Vicente Ferrer Barriendos
PRÓLOGO
El Compendio del Catecismo de la Iglesia Católica comienza explicando cuál es el proyecto de Dios para el hombre: «Dios, infinitamente perfecto y bienaventurado en sí mismo, en un designio de pura bondad ha creado libremente al hombre para hacerle partícipe de su vida bienaventurada» (n. 1). Esta realidad constituye una maravilla del amor de Dios que deberíamos tener siempre ante nuestros ojos, y no olvidarla jamás.
Sin embargo, parece que nuestro mundo occidental tan secularizado y autosuficiente no espera ni confía alcanzar una vida feliz plena y eterna, y parece tener miras más cortas y materiales: conseguir el relativo bienestar que le puede proporcionar la ciencia, la técnica o el progreso humano; un bienestar siempre temporal y caduco. De tal modo que la figura de Dios y de la vida eterna no entra en el horizonte de muchos.
Pero, junto a esta actitud aparentemente cerrada a lo sobrenatural, el hombre moderno se encuentra con no pocas angustias, temores, insatisfacciones y sufrimientos, y desea en su interior liberarse de esos males. También querría vivir para siempre. Querría no ser un simple «producto» de una evolución material ciega, sino «alguien», y alguien querido. Tiene necesidad de que su vida tenga un sentido. También desea la justicia y la felicidad plena que no hallamos en esta vida.
Sin embargo, los hombres —con nuestros medios y fuerzas— no podemos hacer realidad estos anhelos profundos del ser humano. En cambio, todas esas aspiraciones quedan perfectamente colmadas y superadas por la realidad que nos enseña la Iglesia: Dios existe y es infinitamente bueno, nos quiere, nos ha creado por amor y nos destina a compartir su vida feliz, a vivir del amor infinito de la Santa Trinidad. ¡Somos objetos del amor divino!

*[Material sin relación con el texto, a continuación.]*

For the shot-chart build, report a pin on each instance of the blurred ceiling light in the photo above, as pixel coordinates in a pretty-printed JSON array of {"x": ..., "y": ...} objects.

El Compendio del Catecismo prosigue en ese mismo punto: «En la plenitud de los tiempos, Dios Padre envió a su Hijo como Redentor y Salvador de los hombres caídos en el pecado, convocándolos en su Iglesia, y haciéndolos hijos suyos de adopción por obra del Espíritu Santo y herederos de su eterna bienaventuranza» (n. 1).
Jesucristo es el camino que Dios ha elegido para conseguir sus fines y superar todos los obstáculos. Él nos muestra aún más la maravilla de su amor misericordioso hacia nosotros. Con Jesús sí podemos alcanzar nuestro bien y felicidad para siempre. «¡Reconoce, cristiano, tu dignidad», decía un Padre de la Iglesia, pues el Señor nos quiere hacer partícipes para siempre de su vida (cf. 2 Pe 1, 4), de su amor y de su felicidad.
Sin embargo, otros contemporáneos nuestros piensan que se puede alcanzar la felicidad eterna por muchos caminos, y Jesús constituiría solo uno de ellos. Él nos aportaría solo una luz o revelación imperfecta y parcial que se complementaría con otras. Por tanto, cualquier camino religioso podría ser bueno y suficiente para alcanzar la salvación.
Pero no es así. La Iglesia y la revelación divina enseñan que Jesús es «el camino» (Jn 14, 6), «el único mediador» (1 Tim 2, 5). Aunque para los que no creen —tanto para los antiguos como para los actuales— Cristo parece una necedad, sin embargo, para los creyentes Él es la fuerza y la sabiduría de Dios (cf. 1 Cor 1, 22-24). Él es precisamente —y solo Él— quien puede colmar todas nuestras aspiraciones: Él nos manifiesta hasta qué punto nos ama Dios, Él es quien quita el pecado del mundo, quien nos librará de todo mal y de la muerte; Él es quien nos destina a la gloria del cielo y nos dará una eternidad de vida feliz.